Since most discharges, especially from mine sites, flow out of end-pit lakes or settling ponds, we suggest using these water bodies themselves as in situ bioreactors. Organic content in the lake can be increased significantly by adding plant waste products (e.g. woodchips, hay, leaf litter, compost, municipal sewage, agricultural waste), to provide carbon and nitrogen sources for the sulfur/Se reducing bacteria (McCullough and Lund 2011). We have shown that the desired Se reducing bacteria are already present in an end-pit lake laden with Se. Supplementary addition of phosphorus and/or nitrogen through fertilization (dependent on ambient ratios and concentrations) can induce a strong phytoplankton bloom (Schindler 1980), which will reduce DO in the hypolimnion, thereby creating an anoxic environment for the bacterial community. Variation in water levels and discharge volumes, which were addressed through reservoir tanks in the small-scale experiment, require special consideration during the design of a large treatment facility. Fluctuations in the water table would not be too much of a concern, as long as anaerobic conditions within the pit do not get disturbed. Provided the treatment pit is situated at the bottom of the watershed, management of the inflowing water sources upstream can dampen extreme events and ensure continuous successful Se treatment.

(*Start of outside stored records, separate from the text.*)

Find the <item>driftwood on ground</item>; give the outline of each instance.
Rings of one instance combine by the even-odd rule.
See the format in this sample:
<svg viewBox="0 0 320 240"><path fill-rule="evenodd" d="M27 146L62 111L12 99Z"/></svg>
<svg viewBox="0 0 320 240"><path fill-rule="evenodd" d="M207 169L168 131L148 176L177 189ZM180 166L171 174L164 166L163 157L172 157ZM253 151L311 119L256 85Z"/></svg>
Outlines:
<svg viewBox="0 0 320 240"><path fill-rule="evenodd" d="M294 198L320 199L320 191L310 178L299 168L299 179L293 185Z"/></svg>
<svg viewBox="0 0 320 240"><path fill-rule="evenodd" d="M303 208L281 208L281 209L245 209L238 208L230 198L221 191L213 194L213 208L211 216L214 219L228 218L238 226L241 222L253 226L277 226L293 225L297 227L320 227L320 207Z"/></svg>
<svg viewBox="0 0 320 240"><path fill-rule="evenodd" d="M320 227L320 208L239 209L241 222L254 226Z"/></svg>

We suggest that using end-pit lakes as in situ bioreactors would be the next step in cost efficiency and that this approach would require even less effort than constructing ground-level bioreactors next to lake outflows. While in situ remediation of end-pit lakes has already been tried for acid mine drainage (AMD) lakes (Koschorreck et al. 2011; Lessmann et al. 2003), our results suggest that non-acidic lakes are even more suitable for this approach and should be further investigated.

Conclusions

In our model approach, we applied the general mechanisms of anaerobic bioreactors in the cheapest way possible, together with locally available resources. In our pilot-scale project, we showed effective Se reduction in the field, reducing the concentration of Se in non-acidic mine water by 95 %, even at a water temperature of 2 °C. We highlighted three major factors required for successful Se removal: an aquatic anoxic environment, organic matter providing a carbon and nitrogen source as a bacterial substrate, and sulfur/Se reducing bacteria. Moreover, we showed that those three prerequisites can be met while keeping overall costs low. By assessing the local environment, a field source of Se-reducing bacteria can be collected for use without expensive microbiological testing, laboratory rearing, or purchasing of a commercial inoculant. The overall costs of construction and maintenance of the reactor remained comparatively low by using easily accessible organic substrate manure as well as integrating simple building materials into the landscape. The results are promising for larger-scale applications and the use of existing industrial structures, such as settling ponds or small end-pit lakes, can make increases in scale feasible and integration into mine remediation processes possible.